Aksi damai gereh pethek

Aksi Damai Angkutan Umum

Berita

Merasa dirugikan dengan keberadaan angkutan berbasis online, sejumlah awak angkutan konvensional melakukan aksi damai ke DPRD Kabupaten Pemalang pada tanggal 1 Nopember 2018. Aksi damai ini dikoordinatori oleh Komunitas Rakyat Gereh Pethek yang dipimpin oleh Andi Rustono. Dalam audiensi ini, mereka diterima oleh Wakil Ketua Komisi B DPRD Kabupaten Pemalang, Fahmi Hakim, SH didampingi oleh beberapa Anggota Komisi B dan pihak terkait antara lain Dinas Perhubungan, Bagian Hukum dan Satlantas Polres Pemalang.
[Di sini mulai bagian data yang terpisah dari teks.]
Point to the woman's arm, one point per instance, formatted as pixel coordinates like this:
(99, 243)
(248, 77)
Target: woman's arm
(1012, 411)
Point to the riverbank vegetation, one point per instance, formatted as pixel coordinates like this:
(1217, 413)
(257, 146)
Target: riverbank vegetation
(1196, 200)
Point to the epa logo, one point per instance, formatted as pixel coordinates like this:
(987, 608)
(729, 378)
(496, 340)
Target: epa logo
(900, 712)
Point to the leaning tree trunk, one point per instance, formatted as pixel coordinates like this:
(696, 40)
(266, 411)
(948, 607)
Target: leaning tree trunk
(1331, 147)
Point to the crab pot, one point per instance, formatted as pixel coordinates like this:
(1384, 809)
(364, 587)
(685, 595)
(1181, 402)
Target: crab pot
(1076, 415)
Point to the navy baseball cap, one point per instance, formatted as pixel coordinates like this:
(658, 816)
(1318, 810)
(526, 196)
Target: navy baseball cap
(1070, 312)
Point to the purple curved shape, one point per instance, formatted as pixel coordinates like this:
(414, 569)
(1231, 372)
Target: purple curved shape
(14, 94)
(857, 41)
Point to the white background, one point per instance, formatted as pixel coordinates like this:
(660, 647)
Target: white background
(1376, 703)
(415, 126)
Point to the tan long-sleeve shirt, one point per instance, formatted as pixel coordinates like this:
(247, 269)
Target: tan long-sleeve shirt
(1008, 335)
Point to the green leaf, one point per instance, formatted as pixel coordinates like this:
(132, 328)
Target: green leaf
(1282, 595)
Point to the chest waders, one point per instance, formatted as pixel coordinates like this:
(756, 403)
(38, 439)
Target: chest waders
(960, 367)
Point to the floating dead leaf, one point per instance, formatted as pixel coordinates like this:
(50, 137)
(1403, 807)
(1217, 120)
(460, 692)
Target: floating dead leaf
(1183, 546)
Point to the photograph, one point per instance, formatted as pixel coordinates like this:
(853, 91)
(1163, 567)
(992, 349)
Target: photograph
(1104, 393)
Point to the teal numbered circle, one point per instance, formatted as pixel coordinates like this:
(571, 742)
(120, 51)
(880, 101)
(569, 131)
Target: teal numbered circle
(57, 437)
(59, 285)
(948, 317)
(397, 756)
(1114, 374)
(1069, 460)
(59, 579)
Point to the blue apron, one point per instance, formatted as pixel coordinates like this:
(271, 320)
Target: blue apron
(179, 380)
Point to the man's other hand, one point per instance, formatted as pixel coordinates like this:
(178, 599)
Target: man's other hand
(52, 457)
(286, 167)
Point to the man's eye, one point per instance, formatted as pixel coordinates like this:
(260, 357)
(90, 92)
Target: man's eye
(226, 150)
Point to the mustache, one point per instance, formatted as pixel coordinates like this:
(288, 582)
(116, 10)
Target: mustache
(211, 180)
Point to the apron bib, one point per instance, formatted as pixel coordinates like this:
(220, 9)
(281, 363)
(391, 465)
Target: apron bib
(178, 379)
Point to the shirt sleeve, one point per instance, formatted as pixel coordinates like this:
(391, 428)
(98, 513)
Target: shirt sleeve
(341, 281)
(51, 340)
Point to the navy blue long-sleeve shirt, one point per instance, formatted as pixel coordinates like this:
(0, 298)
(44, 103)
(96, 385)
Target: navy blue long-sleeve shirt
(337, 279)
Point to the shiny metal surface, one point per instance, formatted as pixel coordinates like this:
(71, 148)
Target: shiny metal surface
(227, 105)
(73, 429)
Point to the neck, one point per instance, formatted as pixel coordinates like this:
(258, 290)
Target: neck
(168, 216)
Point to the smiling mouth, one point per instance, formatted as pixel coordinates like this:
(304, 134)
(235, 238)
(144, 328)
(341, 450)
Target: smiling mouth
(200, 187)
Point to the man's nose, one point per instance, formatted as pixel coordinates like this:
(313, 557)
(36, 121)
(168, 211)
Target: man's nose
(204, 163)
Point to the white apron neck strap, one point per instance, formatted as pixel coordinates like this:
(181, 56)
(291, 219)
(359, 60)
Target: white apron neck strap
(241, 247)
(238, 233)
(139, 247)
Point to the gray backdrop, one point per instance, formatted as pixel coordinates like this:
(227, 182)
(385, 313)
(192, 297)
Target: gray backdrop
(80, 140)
Dalam audiensinya perwakilan dari bus ¾ menyampaikan banyaknya armada bus AKAP yang menunggu penumpang di Belik sehingga secara tidak langsung mengurangi jumlah penumpang bus ¾ serta mengeluhkan adanya agen-agen bis di Bantarbolang. Padahal menurut peraturan, agen bis hanya boleh di terminal. Sedangkan Syahroni perwakilan dari angkutan ELF mengatakan dirugikan dengan maraknya ojek online. Baik sopir maupun pemilik angkutan merasakan penurunan pendapatan sejak adanya ojek online. Apalagi untuk peremajaan angkutan yang membutuhkan biaya yang cukup banyak, hal ini dirasa memberatkan mereka. Perwakilan tukang becak juga mengeluhkan hal yang sama. Andi Rustono sebagai koordinator aksi menegaskan agar angkutan online tidak mangkal di zona strategis seperti sekolah atau stasiun.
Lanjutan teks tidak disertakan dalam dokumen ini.